Can you please clarify the newer syntax?

csv"""
x, y, z
1, 2, 3
"""

@csv_str and the csv""" syntax are deprecated. Use CSV.read(IOBuffer(…)) from the CSV package instead.

Why the csv prefix was deprecated, couldn’t it be moved to CSV.jl instead?


#2

We felt that the following (and variations of it) was a similarly straightforward and more general approach:

julia> using DataFrames, CSV

julia> csv = """
       x, y, z
       1, 2, 3
       """;

julia> CSV.read(IOBuffer(csv))
1×3 DataFrames.DataFrame
│ Row │ x │ y │ z │
├─────┼───┼───┼───┤
│ 1   │ 1 │ 2 │ 3 │

That’s what was happening behind the scenes. But I think it was also because there was so much going on in preparation for the DataFrames 0.11 release nobody involved was able to prioritize it and take it on.
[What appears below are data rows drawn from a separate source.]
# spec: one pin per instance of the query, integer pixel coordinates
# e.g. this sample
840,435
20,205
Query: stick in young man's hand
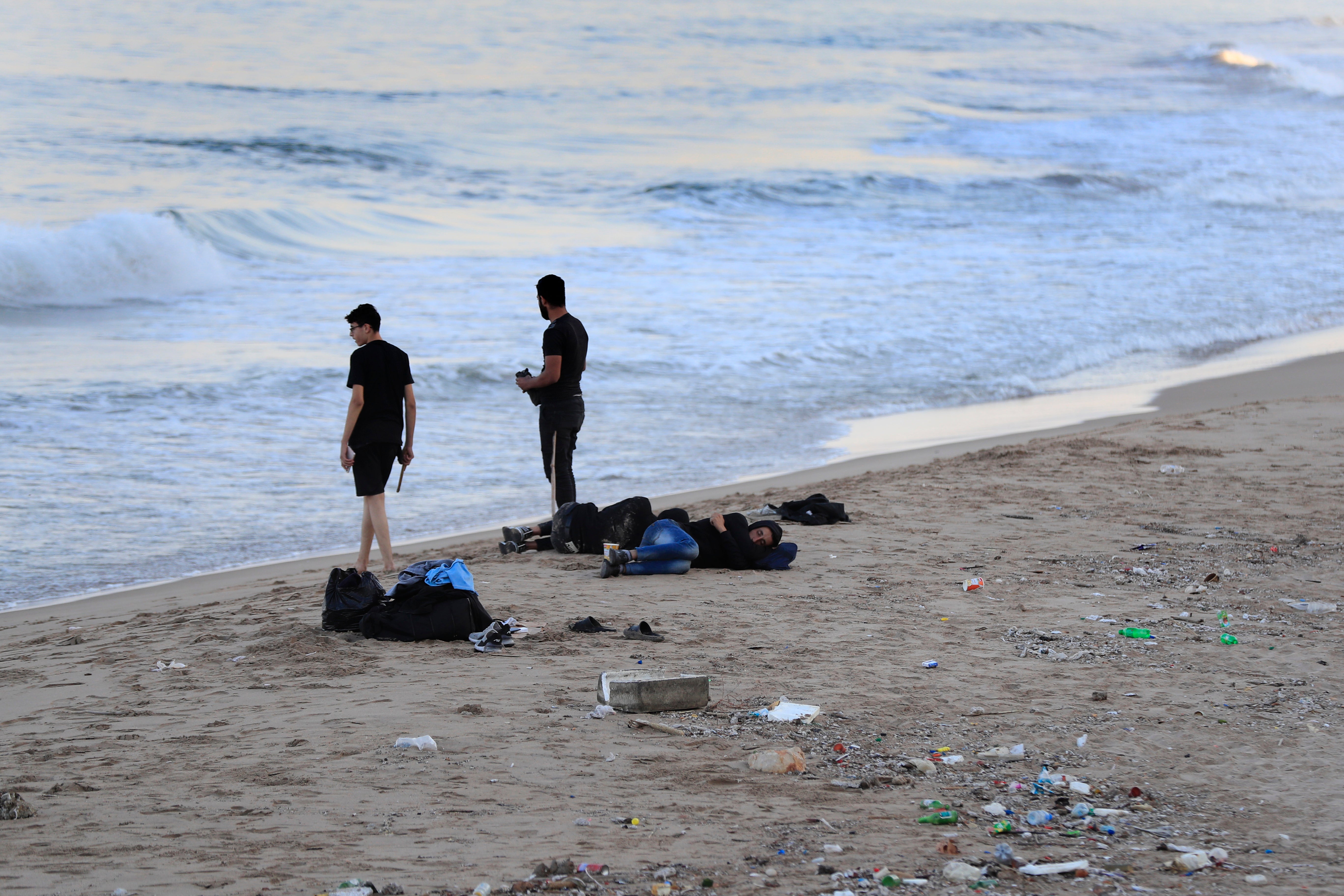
404,457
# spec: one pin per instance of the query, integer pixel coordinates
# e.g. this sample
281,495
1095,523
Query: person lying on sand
674,545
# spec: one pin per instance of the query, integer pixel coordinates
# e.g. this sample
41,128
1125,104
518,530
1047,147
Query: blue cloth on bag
455,574
460,578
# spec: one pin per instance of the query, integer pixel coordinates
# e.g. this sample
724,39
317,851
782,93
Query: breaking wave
1273,70
117,256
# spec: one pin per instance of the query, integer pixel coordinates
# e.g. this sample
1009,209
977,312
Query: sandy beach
267,764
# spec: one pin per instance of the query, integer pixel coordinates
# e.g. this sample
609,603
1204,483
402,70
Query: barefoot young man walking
558,389
379,383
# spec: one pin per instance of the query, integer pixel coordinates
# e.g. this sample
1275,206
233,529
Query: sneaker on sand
495,627
642,632
589,627
517,534
492,643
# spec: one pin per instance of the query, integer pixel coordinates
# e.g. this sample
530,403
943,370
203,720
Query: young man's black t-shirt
385,371
568,339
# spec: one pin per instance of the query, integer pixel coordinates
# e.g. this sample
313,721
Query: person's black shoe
589,627
517,534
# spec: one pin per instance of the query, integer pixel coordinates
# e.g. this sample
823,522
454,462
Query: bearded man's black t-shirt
568,339
385,371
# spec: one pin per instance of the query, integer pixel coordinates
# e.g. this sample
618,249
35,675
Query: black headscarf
775,531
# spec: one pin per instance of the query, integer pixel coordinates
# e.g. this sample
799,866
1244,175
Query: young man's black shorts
373,467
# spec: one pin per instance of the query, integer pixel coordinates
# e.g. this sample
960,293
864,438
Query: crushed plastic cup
1054,868
424,742
785,711
1310,606
960,872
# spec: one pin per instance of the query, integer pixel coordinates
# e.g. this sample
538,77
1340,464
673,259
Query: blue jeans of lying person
666,550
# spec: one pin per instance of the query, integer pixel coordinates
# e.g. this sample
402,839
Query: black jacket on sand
732,550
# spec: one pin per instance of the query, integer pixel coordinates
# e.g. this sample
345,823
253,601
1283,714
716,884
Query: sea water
771,217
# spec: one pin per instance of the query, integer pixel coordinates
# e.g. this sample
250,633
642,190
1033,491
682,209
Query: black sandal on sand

couldn’t it be moved to CSV.jl instead?

Yes! If you’d like to prepare a PR to move it to CSV.jl, all of the relevant code is here


#3

Thank you @cjprybol, does the PR consist of copying the lines your highlighted into an appropriate place in CSV.jl or it needs further work? I am a little busy this weekend, but I can try look into it…


#4

I never quite understood the point of the csv""" family of string macros in the first place for reading in-file tables of data. Since Matrix{Any} can hold arbitrary data types, why not use that instead? The main advantages are inline comments in the data tables and nice syntax highlighting in your editor.
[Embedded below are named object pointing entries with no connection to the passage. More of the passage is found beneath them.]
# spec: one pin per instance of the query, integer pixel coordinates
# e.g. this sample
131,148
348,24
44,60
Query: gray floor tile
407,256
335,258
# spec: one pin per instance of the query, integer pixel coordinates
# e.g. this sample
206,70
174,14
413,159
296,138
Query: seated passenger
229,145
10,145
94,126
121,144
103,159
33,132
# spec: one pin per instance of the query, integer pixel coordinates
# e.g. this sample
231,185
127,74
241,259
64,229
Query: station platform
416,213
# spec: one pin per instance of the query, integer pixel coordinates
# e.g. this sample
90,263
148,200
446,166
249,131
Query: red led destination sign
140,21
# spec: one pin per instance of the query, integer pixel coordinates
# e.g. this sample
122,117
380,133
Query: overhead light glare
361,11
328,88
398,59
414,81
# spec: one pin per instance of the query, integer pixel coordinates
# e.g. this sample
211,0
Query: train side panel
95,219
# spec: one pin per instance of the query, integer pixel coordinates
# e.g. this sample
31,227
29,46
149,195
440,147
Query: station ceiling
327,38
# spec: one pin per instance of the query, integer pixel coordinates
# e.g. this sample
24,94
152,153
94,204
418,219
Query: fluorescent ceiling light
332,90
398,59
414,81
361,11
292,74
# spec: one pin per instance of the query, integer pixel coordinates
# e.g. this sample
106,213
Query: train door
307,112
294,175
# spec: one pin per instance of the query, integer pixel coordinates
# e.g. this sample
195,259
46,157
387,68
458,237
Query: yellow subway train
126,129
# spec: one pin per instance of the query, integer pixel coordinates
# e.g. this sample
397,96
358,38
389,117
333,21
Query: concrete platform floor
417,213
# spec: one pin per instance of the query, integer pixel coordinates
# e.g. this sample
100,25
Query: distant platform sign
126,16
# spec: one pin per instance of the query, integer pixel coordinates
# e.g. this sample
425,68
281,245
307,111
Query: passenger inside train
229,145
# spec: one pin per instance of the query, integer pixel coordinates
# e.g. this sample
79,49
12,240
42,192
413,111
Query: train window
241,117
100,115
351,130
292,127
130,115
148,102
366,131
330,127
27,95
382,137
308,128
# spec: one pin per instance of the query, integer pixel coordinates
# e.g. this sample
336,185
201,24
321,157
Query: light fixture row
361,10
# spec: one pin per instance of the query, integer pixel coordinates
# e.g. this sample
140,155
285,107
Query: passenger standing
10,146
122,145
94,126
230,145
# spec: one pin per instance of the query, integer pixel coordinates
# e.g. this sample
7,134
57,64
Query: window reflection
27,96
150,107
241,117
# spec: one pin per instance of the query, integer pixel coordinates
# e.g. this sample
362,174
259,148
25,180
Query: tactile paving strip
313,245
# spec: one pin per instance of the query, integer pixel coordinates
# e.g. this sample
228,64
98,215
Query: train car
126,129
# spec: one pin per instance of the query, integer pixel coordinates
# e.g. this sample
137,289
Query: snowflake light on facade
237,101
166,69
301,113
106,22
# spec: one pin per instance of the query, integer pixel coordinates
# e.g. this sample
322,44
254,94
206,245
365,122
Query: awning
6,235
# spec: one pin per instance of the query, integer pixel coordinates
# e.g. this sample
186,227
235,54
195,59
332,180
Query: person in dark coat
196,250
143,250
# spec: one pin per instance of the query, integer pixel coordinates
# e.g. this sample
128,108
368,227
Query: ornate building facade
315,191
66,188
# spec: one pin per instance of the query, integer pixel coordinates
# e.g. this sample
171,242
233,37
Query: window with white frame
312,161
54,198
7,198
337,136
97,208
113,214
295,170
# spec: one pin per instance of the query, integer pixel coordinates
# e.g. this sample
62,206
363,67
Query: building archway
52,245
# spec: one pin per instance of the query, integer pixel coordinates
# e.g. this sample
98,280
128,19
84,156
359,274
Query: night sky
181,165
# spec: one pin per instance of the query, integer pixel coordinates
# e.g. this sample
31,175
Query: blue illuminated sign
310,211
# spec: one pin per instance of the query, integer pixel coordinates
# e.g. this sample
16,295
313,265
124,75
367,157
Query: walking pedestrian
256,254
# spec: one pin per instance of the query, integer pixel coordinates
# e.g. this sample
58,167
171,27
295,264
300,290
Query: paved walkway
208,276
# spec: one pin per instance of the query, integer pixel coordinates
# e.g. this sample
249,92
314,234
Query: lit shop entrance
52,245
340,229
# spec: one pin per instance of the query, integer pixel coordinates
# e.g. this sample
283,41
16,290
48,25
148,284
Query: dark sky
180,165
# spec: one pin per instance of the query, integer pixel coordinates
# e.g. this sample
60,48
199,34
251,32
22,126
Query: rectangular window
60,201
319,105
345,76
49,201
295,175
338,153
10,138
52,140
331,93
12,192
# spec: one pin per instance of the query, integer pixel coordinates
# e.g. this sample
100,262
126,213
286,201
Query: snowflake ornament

Just add a simple helper function:

function array2dataframe(arr, header=true)
    if header
        DataFrame([[arr[2:end,i]...] for i=1:size(arr,2)], [arr[1,:]...])
    else
        DataFrame(arr)
    end
end

And then you can do this:

data = [
    :x  :y   :z
    1   2.0  "three"   # Comments work ...
    4   5.0  "six"     # ... and you get nice syntax highlighting in your editor
]

julia> df = array2dataframe(data)
2×3 DataFrames.DataFrame
│ Row │ x │ y   │ z     │
├─────┼───┼─────┼───────┤
│ 1   │ 1 │ 2.0 │ three │
│ 2   │ 4 │ 5.0 │ six   │

Sorry for hijacking the topic to mention this but your question seemed answered already, and I think it would be great if DataFrames.jl (or CSV.jl) could have built-in support for reading tables in Matrix{Any}-format.


#5

Hi @NickNack, I think the main benefit of the string macro is for teaching or just quick example notebooks. There is no need to manually format the csv into a matrix with spaces and convert column names to symbols, etc.

The trick you shared is interesting anyways. Thanks.